All three of them made some interesting points about creativity, technology, and being relevant to one’s audience. However, Heston’s talk really stuck out for me when reflecting on where digital marketing is going.

Heston’s ethos throughout his career has been about innovating his food to constantly deliver an outstanding experience for the customer. One of the most famous dishes at his restaurant, The Fat Duck, is called ‘Sound of the Sea’. Diners get a mixed seafood dish, served on top of a glass-topped box filled with sand. It’s accompanied by headphones that play the sounds of the sea – calling gulls and the rush of the tide. Through this, multiple senses are used in a complimentary way to create a great experience. There’s a clear comparison between this and what Adobe were saying about the future of digital marketing. Swap senses for channels, and you’ve got yourself a metaphor for how effective cross channel marketing works.

There’s also science behind all of Heston’s methods, and this forms the basis for his ‘molecular gastronomy’. To get the result he wants, Heston will use information and data to influence the development of his recipes. For example, tradition might tell us to sear meat to keep the juices in, but what is that based on? For Heston, the chemistry behind it doesn’t add up. As marketing professionals, it should resonate that doing things the way that they’ve always been done isn’t always the best way, especially as the world around us changes. We should be taking grasp of the data that technology has put at our fingertips and using it to inform our actions.
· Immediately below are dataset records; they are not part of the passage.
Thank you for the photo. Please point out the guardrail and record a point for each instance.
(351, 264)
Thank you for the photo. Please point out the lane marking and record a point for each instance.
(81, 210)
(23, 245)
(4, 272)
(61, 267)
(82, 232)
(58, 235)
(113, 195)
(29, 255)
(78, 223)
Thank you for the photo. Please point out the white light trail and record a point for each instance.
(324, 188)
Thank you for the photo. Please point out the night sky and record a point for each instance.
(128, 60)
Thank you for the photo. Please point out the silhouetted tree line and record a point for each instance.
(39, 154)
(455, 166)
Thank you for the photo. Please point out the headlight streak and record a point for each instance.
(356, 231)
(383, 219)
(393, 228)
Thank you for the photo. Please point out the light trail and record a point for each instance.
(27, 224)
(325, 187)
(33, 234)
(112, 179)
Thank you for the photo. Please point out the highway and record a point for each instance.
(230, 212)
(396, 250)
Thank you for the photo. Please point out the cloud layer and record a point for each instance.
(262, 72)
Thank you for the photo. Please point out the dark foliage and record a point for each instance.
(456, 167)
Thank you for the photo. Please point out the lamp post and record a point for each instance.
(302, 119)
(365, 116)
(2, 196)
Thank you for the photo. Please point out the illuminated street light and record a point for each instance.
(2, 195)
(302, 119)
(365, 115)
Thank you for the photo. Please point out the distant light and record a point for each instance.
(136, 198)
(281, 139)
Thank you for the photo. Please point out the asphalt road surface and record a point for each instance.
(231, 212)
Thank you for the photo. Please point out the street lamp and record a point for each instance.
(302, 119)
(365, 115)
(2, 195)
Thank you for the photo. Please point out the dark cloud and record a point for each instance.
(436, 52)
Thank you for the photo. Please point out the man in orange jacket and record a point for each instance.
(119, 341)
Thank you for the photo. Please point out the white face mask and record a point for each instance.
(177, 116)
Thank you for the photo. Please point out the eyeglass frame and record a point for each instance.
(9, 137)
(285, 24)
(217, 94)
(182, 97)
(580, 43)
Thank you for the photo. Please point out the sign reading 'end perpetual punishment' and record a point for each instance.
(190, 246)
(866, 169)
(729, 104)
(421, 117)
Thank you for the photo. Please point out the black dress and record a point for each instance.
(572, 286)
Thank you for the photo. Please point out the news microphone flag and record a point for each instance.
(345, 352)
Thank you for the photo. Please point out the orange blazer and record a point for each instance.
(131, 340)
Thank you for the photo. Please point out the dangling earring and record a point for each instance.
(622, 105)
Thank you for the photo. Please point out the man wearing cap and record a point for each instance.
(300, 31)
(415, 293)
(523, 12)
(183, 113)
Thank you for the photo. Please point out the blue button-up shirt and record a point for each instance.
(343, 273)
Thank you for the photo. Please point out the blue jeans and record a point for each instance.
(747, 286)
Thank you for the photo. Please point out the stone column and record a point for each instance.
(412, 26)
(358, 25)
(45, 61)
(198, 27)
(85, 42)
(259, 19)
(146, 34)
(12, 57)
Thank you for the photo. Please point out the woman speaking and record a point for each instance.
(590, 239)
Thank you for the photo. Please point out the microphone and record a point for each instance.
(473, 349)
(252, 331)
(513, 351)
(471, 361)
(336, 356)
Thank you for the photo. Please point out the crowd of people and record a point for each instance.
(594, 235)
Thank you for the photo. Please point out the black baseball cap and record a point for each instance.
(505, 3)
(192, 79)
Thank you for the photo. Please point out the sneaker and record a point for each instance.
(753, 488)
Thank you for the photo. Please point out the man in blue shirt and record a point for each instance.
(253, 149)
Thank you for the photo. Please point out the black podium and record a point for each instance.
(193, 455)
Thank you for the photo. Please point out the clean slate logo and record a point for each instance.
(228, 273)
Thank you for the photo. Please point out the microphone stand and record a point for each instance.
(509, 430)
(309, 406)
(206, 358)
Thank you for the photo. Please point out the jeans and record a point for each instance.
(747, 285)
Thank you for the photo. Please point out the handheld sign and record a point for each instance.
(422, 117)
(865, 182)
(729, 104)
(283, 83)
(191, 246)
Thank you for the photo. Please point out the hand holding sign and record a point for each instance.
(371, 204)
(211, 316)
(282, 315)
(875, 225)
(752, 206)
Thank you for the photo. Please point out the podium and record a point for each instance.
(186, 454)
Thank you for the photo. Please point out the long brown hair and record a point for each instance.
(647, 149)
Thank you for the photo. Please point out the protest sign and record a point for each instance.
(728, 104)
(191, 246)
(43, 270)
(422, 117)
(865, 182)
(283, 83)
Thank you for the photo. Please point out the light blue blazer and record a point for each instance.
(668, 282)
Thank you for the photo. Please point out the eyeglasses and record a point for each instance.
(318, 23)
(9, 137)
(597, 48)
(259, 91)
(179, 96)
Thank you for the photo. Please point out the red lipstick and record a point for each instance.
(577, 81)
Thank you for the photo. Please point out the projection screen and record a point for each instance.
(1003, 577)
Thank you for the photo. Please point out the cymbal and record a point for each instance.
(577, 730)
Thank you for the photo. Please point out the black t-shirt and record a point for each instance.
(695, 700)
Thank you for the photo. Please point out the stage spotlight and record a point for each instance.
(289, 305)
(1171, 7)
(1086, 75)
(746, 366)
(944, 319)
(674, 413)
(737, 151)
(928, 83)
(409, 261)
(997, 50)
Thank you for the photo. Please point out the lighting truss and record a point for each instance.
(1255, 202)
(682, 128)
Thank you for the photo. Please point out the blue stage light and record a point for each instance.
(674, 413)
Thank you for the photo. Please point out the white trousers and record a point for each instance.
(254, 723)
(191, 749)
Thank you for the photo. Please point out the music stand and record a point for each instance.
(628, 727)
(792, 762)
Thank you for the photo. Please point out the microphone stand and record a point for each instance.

Heston’s restaurants are at the luxury end of the market, but any brand could take lessons from him when looking at its offering from the customer’s perspective. Let’s not forget that this is the man who managed to sell snail porridge to his customers. The takeaway I got from the Adobe Summit was that by using creativity and science together, brands can create a memorable, relevant experience that will delight the customer, and inspire them too. In a world where customers are demanding to be wowed, this has never been more important.